Ketentuan Administrasi
PBHI melaporkan Ketua MK Anwar Usman, Hakim Konstitusi Manahan M.P. Sitompul, Hakim Konstitusi Enny Nurbaningsih, Hakim Konstitusi Daniel Yusmic P. Foekh, dan Hakim Konstitusi M. Guntur Hamzah (para Terlapor). Kuasa hukum PBHI, Julius Ibrani menjelaskan tujuan pelaporan yaitu karena ingin menjaga MK, termasuk menjaga para hakim konstitusi yang ada di dalamnya. Julius menjelaskan, Terlapor I (Anwar Usman) membahas perkara sebelum diputus dan diungkapkan ke publik sehingga melahirkan sikap publik yang negatif terhadap perkara dan putusan MK. Selain itu, Terlapor I juga dinilai memiliki dugaan konflik kepentingan yang memberikan dampak terhadap pemeriksaan Perkara Nomor 90/PUU-XXI/2023. Sementara terhadap seluruh Terlapor, pihaknya melihat ada persoalan perkara yang sempat dicabut dan menyatakan pembatalan (penarikan kembali) yang dilakukan pada waktu yang tidak lazim.
“Sepengetahuan kami, surat menyurat tidak dilakukan saat MK libur atau hari libur nasional. Dalam pembahasannya juga tidak dibuat suatu penetapan apakah sungguh dilakukan dikabulkan pembatalannya. Ini menjadi sebuah pelanggaran terhadap ketentuan administrasi yang berdampak pada pemeriksaan. Dan kami berpedoman pada PMK 2/2021, ini menimbulkan persepsi yang cukup kisruh,” urai Julius yang menghadiri persidangan secara daring dari Malaysia.
Ketiadaan Kesetaraan
Sementara itu, Perhimpunan Pemuda Madani melalui Furqan Jurdi dalam laporannya menyatakan Ketua MK Anwar Usman, Hakim Konstitusi M. Guntur Hamzah, dan Hakim Konstitusi Manahan M.P. Sitompul sebagai para Terlapor.

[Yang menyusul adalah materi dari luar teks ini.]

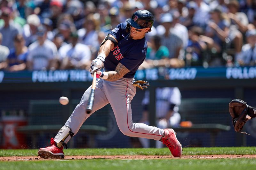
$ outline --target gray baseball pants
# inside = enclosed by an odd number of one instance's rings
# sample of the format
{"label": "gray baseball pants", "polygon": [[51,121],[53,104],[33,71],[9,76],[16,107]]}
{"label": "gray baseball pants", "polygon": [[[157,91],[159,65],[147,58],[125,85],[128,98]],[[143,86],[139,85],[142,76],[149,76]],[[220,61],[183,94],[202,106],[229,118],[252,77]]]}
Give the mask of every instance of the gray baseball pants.
{"label": "gray baseball pants", "polygon": [[[136,93],[136,88],[132,85],[133,79],[122,78],[113,82],[102,79],[97,80],[94,104],[91,113],[87,114],[85,113],[91,86],[85,91],[65,126],[69,127],[75,135],[92,114],[109,103],[114,111],[118,128],[124,135],[160,140],[164,134],[163,129],[144,123],[132,122],[131,102]],[[64,142],[67,143],[70,138],[69,136]]]}

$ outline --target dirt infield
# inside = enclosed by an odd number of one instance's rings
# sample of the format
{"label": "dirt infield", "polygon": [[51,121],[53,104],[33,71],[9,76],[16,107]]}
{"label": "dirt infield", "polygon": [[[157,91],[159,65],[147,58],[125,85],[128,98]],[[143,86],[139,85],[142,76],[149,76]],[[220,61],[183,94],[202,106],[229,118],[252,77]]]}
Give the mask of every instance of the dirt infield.
{"label": "dirt infield", "polygon": [[[186,155],[181,158],[174,158],[172,156],[115,155],[91,156],[66,156],[62,160],[87,159],[217,159],[219,158],[256,158],[256,155]],[[0,157],[0,161],[38,160],[45,159],[38,156],[12,156]]]}

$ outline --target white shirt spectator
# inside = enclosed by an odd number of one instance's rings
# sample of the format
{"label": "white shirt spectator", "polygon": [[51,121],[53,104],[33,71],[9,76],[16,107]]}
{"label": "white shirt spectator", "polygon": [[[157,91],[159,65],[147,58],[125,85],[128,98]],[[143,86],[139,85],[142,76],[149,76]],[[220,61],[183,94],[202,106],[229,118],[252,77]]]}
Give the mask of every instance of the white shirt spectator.
{"label": "white shirt spectator", "polygon": [[77,66],[90,61],[92,57],[89,48],[81,43],[76,44],[74,48],[71,44],[62,46],[59,50],[59,54],[61,60],[68,57],[74,65]]}
{"label": "white shirt spectator", "polygon": [[21,33],[22,28],[18,24],[15,24],[13,21],[10,21],[9,26],[5,27],[3,26],[0,28],[0,33],[3,35],[2,45],[11,49],[14,48],[13,39],[18,33]]}
{"label": "white shirt spectator", "polygon": [[179,23],[177,23],[172,28],[171,32],[179,36],[183,42],[183,48],[186,48],[188,43],[188,28]]}
{"label": "white shirt spectator", "polygon": [[[179,88],[174,87],[164,87],[156,88],[156,117],[158,119],[157,127],[164,129],[169,127],[177,126],[181,120],[180,115],[178,112],[179,106],[181,103],[181,95]],[[149,104],[149,93],[146,91],[145,96],[142,101],[142,105],[148,105]],[[165,118],[168,112],[173,111],[172,115],[168,120]],[[141,122],[148,125],[149,122],[146,121]],[[145,148],[149,147],[149,140],[146,138],[139,138],[142,146]],[[162,147],[163,143],[159,141],[156,141],[156,147],[159,148]]]}
{"label": "white shirt spectator", "polygon": [[27,60],[33,63],[33,70],[40,70],[48,66],[51,60],[56,58],[58,51],[55,44],[46,40],[42,46],[36,41],[28,47]]}
{"label": "white shirt spectator", "polygon": [[0,45],[0,63],[5,61],[10,53],[10,50],[8,47]]}
{"label": "white shirt spectator", "polygon": [[97,49],[99,46],[98,41],[98,33],[96,31],[92,31],[86,35],[86,30],[84,28],[82,28],[77,31],[80,41],[82,44],[88,46],[93,53]]}
{"label": "white shirt spectator", "polygon": [[22,35],[26,41],[26,45],[29,46],[37,40],[36,35],[33,35],[28,24],[26,24],[23,27]]}
{"label": "white shirt spectator", "polygon": [[209,12],[210,10],[209,6],[204,2],[201,3],[200,7],[198,7],[193,18],[193,22],[196,25],[204,26],[206,22],[209,18]]}
{"label": "white shirt spectator", "polygon": [[253,48],[249,44],[244,45],[236,59],[237,61],[243,61],[244,65],[250,65],[251,61],[256,61],[256,44]]}

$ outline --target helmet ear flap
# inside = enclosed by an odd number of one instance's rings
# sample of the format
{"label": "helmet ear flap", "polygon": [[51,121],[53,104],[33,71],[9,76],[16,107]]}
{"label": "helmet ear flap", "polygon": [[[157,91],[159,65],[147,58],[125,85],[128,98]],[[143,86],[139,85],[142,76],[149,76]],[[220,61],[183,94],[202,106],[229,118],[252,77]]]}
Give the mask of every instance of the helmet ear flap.
{"label": "helmet ear flap", "polygon": [[127,23],[127,25],[125,28],[125,32],[127,33],[130,33],[130,29],[131,28],[130,28],[130,25]]}

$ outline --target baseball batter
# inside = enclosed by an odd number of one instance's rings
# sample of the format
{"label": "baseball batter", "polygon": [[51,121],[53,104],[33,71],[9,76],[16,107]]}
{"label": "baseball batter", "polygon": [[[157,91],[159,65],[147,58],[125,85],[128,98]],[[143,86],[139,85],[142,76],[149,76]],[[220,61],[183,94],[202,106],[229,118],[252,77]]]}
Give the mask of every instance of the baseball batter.
{"label": "baseball batter", "polygon": [[[86,120],[97,110],[110,103],[120,130],[131,137],[160,140],[175,157],[180,157],[181,146],[172,129],[162,129],[143,123],[133,123],[131,102],[136,93],[132,85],[135,73],[145,59],[148,46],[145,35],[151,30],[154,18],[146,10],[136,11],[127,23],[120,24],[112,30],[101,45],[97,58],[92,61],[90,71],[97,71],[95,98],[90,114],[85,113],[91,87],[85,91],[65,125],[51,146],[40,148],[44,158],[63,158],[64,147],[75,135]],[[104,64],[105,71],[100,71]]]}

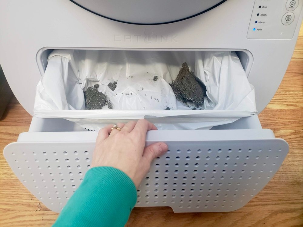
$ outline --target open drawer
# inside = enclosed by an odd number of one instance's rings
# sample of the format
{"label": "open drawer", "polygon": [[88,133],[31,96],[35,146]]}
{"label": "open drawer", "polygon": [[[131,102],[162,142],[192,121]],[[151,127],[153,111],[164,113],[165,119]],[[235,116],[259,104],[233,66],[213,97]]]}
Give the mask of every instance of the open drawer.
{"label": "open drawer", "polygon": [[[34,117],[28,132],[4,149],[24,186],[60,212],[90,168],[98,134],[62,119]],[[146,144],[169,150],[152,163],[138,190],[137,206],[175,212],[224,212],[241,207],[269,181],[288,150],[263,129],[256,115],[210,130],[148,133]]]}

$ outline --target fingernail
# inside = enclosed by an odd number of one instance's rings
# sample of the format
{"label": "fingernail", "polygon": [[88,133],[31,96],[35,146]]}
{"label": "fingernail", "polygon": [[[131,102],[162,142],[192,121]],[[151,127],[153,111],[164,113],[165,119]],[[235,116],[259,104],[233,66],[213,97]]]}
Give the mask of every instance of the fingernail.
{"label": "fingernail", "polygon": [[159,150],[160,152],[167,150],[167,145],[165,143],[161,143],[159,145]]}

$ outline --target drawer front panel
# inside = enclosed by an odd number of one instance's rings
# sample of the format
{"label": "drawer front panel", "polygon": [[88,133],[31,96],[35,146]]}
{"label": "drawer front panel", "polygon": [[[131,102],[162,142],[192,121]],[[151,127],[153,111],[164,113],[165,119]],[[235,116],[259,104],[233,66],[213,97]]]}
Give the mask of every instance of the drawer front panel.
{"label": "drawer front panel", "polygon": [[[284,140],[274,138],[162,139],[169,150],[152,163],[138,190],[136,206],[170,206],[175,212],[225,212],[242,207],[273,176],[288,149]],[[28,189],[60,212],[90,168],[95,144],[18,142],[7,146],[4,153]]]}

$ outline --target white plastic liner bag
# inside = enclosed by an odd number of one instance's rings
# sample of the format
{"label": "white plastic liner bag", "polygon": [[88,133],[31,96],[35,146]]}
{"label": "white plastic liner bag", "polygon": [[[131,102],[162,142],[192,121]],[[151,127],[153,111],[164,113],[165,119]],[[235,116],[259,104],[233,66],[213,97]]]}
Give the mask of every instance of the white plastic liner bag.
{"label": "white plastic liner bag", "polygon": [[[35,116],[65,118],[89,130],[144,118],[160,130],[209,129],[257,112],[254,88],[234,52],[55,50],[48,62]],[[169,84],[184,62],[206,86],[203,109],[177,100]],[[112,91],[108,84],[115,81]],[[85,109],[83,91],[96,84],[113,109]]]}

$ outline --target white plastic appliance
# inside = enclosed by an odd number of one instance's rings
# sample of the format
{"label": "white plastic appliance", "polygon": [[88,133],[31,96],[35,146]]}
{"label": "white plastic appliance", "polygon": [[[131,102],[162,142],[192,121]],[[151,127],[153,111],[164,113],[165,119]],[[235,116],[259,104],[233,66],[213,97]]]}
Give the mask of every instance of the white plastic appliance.
{"label": "white plastic appliance", "polygon": [[[36,86],[55,49],[232,50],[255,88],[259,112],[291,58],[302,0],[0,1],[0,62],[32,115]],[[287,143],[257,115],[209,131],[149,133],[166,142],[138,190],[138,206],[175,212],[224,212],[244,206],[273,176]],[[34,117],[4,155],[22,183],[59,212],[89,165],[96,133],[63,119]]]}

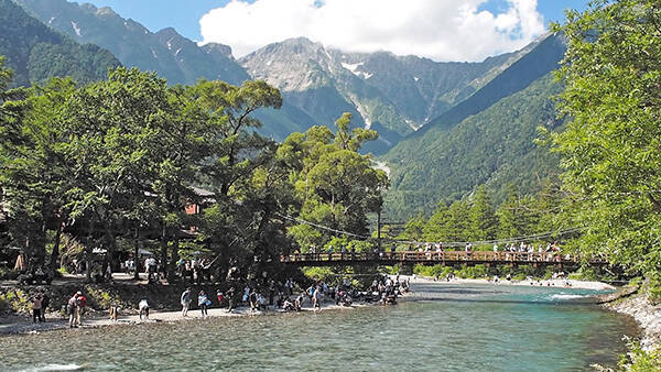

Adapun kepentingan hukum pada Pelapor yaitu merasa hak-hak konstitusional yang dilindungi UUD NRI 1945 dalam hal jaminan hukum yang adil dan kesempatan yang sama dalam pemerintahan telah terciderai. Atas perilaku hakim yang merupakan pejabat negara ini, ketiga Terlapor menurut Pelapor diduga membelokkan Putusan Nomor 90/PUU-XXI/2003 dengan mengabulkan permohonan Pemohon sebagian dengan penambahan frasa “atau pernah/sedang menduduki jabatan yang dipilih melalui pemilihan umum termasuk pemilihan kepala daerah”.
“Selain bukan kewenangan MK, penambahan ini tidak disepakati oleh mayoritas hakim. Padahal sebelumnya pada Perkara Nomor 29, 51, 55/PUU-XXI/2023 disepakati perkara pada pasal adalah open legal policy. Namun pada Perkara Nomor 90, 91/PUU-XXI/2023 dikabulkan hanya oleh tiga hakim, yakni Terlapor I, II, dan III. Sementara hakim lainnya memberikan alasan berbeda, dan empat hakim yang lainnya memberikan dissenting opinion. Fakta ini menunjukkan tidak mencerminkan prinsip ketiadaan kesetaraan, dan prinsip ini pulalah yang menghasilkan keputusan yang sangat ganjil,” sampai Furqan.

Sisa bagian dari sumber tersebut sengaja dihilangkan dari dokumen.